Ha C L, Paulino-Racine L E, Woodward B D
Department of Human Biology and Nutritional Sciences, University of Guelph, Canada.
Br J Nutr. 1996 Mar;75(3):445-60. doi: 10.1079/bjn19960146.
A direct comparison of systemic (spleen) and mucosal (intestine) antibody-producing systems was made in weanling male C57BL/6J mice subjected to wasting protein-energy malnutrition (PEM) by means of a low-protein protocol known to duplicate immunological and physiological features of human malnutrition. ELISA revealed low concentrations of biliary and gut lumen immunoglobulin (Ig) A in malnourished mice concomitantly with a high concentration of blood IgA. The low-protein model, therefore, exhibited fidelity to human protein-energy malnutrition in its influence on the concentrations of the mucosal Ig, IgA, in critical biological fluids. The number of IgA-, IgM- and IgG-containing cells was estimated morphometrically on a per organ basis. The low-protein protocol supported expansion in numbers of mucosal IgA-containing cells (18 x relative to a zero-time control group) and of splenic IgG-containing cells (135x), albeit an attenuated expansion in comparison with that of well-nourished control animals (132x and 571x respectively relative to zero-time controls). Up to terminal differentiation of Ig-containing cells, systemic and mucosal antibody-producing systems exhibited similarly remarkable resistance to wasting malnutrition. Epithelial transport of IgA may be an aspect of the mucosal antibody response which is particularly sensitive to PEM.
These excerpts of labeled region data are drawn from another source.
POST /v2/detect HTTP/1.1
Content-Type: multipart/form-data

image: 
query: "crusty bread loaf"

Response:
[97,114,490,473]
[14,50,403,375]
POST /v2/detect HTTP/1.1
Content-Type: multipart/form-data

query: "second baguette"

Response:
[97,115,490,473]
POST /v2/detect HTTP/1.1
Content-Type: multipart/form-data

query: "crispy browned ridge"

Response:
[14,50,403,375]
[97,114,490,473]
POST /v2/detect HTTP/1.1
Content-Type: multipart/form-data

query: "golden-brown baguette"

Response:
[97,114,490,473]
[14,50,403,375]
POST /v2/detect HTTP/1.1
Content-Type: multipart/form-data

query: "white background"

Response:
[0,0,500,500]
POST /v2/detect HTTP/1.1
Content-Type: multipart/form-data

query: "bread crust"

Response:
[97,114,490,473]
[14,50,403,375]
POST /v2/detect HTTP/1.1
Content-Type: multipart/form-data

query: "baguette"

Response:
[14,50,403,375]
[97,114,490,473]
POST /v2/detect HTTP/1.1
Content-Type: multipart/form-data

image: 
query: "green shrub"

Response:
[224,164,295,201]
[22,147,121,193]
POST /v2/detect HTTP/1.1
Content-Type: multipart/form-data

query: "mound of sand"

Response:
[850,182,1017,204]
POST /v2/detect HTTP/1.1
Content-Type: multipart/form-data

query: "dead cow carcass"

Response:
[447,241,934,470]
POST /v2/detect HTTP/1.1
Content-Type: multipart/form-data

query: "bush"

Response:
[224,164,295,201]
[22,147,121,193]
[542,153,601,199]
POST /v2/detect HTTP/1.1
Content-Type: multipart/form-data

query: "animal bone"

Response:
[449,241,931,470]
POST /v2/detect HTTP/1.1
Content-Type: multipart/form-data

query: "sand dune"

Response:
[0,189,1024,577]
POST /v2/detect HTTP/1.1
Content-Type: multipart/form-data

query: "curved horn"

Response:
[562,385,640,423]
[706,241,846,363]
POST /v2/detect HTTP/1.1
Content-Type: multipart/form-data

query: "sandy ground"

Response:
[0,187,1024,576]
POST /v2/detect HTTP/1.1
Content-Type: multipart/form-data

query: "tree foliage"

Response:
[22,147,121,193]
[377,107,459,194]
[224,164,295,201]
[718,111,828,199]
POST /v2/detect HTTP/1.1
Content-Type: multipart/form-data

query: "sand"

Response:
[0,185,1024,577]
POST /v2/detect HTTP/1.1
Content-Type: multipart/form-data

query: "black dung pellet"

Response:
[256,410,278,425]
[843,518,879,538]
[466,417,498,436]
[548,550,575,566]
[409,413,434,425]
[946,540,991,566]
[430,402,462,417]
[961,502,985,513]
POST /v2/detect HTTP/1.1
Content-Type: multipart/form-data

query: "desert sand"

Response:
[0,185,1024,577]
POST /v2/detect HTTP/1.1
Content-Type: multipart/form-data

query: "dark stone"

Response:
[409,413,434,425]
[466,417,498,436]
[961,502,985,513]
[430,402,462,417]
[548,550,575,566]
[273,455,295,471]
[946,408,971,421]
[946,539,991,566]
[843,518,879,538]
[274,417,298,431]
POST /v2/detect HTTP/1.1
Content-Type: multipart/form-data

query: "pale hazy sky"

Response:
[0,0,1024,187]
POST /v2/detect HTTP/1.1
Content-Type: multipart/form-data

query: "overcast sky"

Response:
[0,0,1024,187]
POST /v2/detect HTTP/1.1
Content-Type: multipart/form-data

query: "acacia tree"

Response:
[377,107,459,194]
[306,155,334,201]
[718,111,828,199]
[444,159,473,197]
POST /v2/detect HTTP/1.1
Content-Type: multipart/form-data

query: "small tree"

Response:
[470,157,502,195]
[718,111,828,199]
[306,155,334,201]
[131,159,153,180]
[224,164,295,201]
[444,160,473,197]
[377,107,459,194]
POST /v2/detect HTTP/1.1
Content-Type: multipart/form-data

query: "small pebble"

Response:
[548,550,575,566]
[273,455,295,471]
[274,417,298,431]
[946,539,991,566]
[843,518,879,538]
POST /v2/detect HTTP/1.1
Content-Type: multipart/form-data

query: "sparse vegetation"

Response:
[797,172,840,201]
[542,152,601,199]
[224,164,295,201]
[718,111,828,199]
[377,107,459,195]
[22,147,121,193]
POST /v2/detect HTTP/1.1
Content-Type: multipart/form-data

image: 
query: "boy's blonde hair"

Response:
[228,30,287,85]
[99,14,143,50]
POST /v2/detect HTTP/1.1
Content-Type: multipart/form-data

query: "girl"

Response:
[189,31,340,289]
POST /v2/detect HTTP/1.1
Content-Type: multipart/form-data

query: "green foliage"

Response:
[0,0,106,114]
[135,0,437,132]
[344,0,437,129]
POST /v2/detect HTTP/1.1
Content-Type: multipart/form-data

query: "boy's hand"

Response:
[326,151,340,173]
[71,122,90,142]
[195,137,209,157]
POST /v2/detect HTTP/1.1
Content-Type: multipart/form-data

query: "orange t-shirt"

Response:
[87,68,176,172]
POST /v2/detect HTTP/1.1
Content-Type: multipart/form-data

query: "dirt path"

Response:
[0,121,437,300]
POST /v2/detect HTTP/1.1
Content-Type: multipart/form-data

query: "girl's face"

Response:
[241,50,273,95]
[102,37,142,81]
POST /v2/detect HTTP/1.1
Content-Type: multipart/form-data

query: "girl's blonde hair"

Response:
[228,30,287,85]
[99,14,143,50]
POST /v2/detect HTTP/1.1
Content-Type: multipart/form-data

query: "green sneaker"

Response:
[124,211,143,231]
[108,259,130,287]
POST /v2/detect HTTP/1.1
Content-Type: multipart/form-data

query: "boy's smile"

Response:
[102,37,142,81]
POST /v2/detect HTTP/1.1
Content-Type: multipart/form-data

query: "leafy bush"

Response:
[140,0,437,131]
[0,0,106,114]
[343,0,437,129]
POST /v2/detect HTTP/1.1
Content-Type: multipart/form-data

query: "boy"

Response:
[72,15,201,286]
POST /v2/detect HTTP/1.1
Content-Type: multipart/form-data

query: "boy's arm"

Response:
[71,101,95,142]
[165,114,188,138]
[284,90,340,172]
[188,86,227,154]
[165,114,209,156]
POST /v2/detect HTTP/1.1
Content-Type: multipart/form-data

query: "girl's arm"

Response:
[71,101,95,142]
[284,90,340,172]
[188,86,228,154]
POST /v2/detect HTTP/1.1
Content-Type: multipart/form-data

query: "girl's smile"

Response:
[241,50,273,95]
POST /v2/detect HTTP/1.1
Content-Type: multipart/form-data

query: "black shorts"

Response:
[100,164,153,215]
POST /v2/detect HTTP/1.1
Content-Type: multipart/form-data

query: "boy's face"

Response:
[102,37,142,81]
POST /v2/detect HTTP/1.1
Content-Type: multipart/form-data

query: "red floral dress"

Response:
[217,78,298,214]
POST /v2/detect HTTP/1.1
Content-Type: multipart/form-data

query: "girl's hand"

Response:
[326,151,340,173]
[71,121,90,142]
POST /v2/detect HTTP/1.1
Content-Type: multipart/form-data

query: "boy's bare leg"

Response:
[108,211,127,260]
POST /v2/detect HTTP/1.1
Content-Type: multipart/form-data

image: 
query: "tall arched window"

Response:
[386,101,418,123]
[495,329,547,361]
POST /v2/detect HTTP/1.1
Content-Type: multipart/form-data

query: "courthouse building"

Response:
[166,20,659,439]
通过一种已知可复制人类营养不良免疫和生理特征的低蛋白方案,对断奶雄性C57BL/6J小鼠进行消瘦型蛋白质-能量营养不良(PEM)处理,从而对全身(脾脏)和黏膜(肠道)抗体产生系统进行了直接比较。酶联免疫吸附测定(ELISA)显示,营养不良小鼠的胆汁和肠腔免疫球蛋白(Ig)A浓度较低,而血液IgA浓度较高。因此,低蛋白模型在对关键生物体液中黏膜Ig(即IgA)浓度的影响方面,表现出与人类蛋白质-能量营养不良的相似性。基于每个器官,通过形态计量学估计含IgA、IgM和IgG细胞的数量。低蛋白方案促使黏膜含IgA细胞数量增加(相对于零时对照组增加了18倍)以及脾脏含IgG细胞数量增加(增加了135倍),尽管与营养良好的对照动物相比,这种增加有所减弱(相对于零时对照组,分别为132倍和571倍)。直至含Ig细胞的终末分化,全身和黏膜抗体产生系统对消瘦型营养不良均表现出同样显著的抗性。IgA的上皮转运可能是黏膜抗体反应中对PEM特别敏感的一个方面。